La primera fase está constituida por la advertencia de la expropiación. En el caso que nos ocupa, el artículo 108 del Decreto Legislativo de Cataluña 1/2005 dispone que “Una vez transcurridos cinco años desde la entrada en vigor del plan de ordenación urbanística municipal, en el supuesto de que no disponga de programa de actuación urbanística municipal, o una vez agotado el plazo establecido por el programa o la agenda, si no se ha iniciado el procedimiento de expropiación de los terrenos reservados para sistemas urbanísticos que, en virtud de las determinaciones del plan, tengan que ser necesariamente de titularidad pública y que no estén incluidos, al efecto de su gestión, en un polígono de actuación urbanística o en un sector de planeamiento urbanístico, las personas titulares de los bienes pueden advertir la administración competente de su propósito de iniciar el expediente de valoración”.

En consecuencia, la segunda fase coincide con el inicio del expediente del justiprecio.
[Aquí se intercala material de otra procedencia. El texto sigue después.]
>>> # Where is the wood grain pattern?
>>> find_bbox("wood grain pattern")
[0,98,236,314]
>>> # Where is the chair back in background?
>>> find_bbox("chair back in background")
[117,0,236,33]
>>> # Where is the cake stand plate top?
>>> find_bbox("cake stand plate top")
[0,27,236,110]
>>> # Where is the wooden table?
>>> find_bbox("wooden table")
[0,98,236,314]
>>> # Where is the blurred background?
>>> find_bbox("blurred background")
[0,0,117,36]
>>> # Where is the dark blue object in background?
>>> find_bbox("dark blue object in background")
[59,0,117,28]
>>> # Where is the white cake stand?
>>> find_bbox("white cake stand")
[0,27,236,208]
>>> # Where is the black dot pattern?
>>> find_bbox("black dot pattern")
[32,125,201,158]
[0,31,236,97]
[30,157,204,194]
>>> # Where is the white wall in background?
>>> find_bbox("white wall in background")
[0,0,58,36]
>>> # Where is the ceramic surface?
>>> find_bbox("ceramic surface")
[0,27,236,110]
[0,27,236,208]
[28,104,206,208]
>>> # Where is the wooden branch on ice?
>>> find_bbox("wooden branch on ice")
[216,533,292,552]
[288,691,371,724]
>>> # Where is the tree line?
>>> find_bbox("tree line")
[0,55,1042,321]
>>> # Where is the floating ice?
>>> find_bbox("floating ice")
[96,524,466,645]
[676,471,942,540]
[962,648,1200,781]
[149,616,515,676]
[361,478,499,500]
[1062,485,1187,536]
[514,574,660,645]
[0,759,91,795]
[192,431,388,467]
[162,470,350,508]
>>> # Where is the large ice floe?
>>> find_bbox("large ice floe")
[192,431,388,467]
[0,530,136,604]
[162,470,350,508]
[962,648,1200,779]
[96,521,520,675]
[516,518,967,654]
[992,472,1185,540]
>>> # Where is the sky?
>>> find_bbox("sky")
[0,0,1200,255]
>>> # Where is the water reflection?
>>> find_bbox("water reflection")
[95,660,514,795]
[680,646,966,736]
En este sentido, el precepto anteriormente referenciado recoge que “Si transcurre un año desde la formulación de la advertencia y la administración no ha dado respuesta, el inicio del expediente de valoración se produce por ministerio de la ley; a tal efecto, las personas propietarias pueden presentar la hoja de aprecio correspondiente y, si transcurren tres meses y la administración no la acepta, se pueden dirigir al Jurado de Expropiación de Cataluña, la resolución del cual para fijar la valoración agota la vía administrativa”.
Así, el cambio en la titularidad catastral de los bienes inmuebles expropiados debe tomar en consideración las previsiones del artículo 53 de la Ley de 16 de diciembre de 1954 de Expropiación Forzosa, por lo que “hasta tanto no se pague el justiprecio y se ocupe posteriormente la finca, esta continua siendo propiedad del expropiado, el cual, aún cuando no pueda efectuar actos de disposición puede continuar poseyéndola y en su caso obtener sus frutos”.

La Sala concluye que la expropiación por ministerio de la Ley únicamente tiene particularidades en la forma de inicio, la fecha de expropiación y la fecha tomada en consideración para el cómputo de los intereses de demora, siendo aplicables las previsiones del procedimiento expropiatorio ordinario en los demás aspectos. En consecuencia, el IBI corre a cargo del expropiado hasta la ocupación de la finca o el pago del justiprecio.
  

Finalmente, el Tribunal Superior de Justicia de Cataluña admite que el expropiado debe ser compensado por la actuación dilatadora de la Administración expropiadora, aunque determina que la compensación debe realizarse “por otras vías (como son el pago de intereses de demora, los cuales si media procedimiento judicial y se observa falta de diligencia pueden ser incrementados en dos punto o, incluso la exigencia de responsabilidad por mal funcionamiento), pero en ningún caso puede modificarse las reglas de la expropiación”.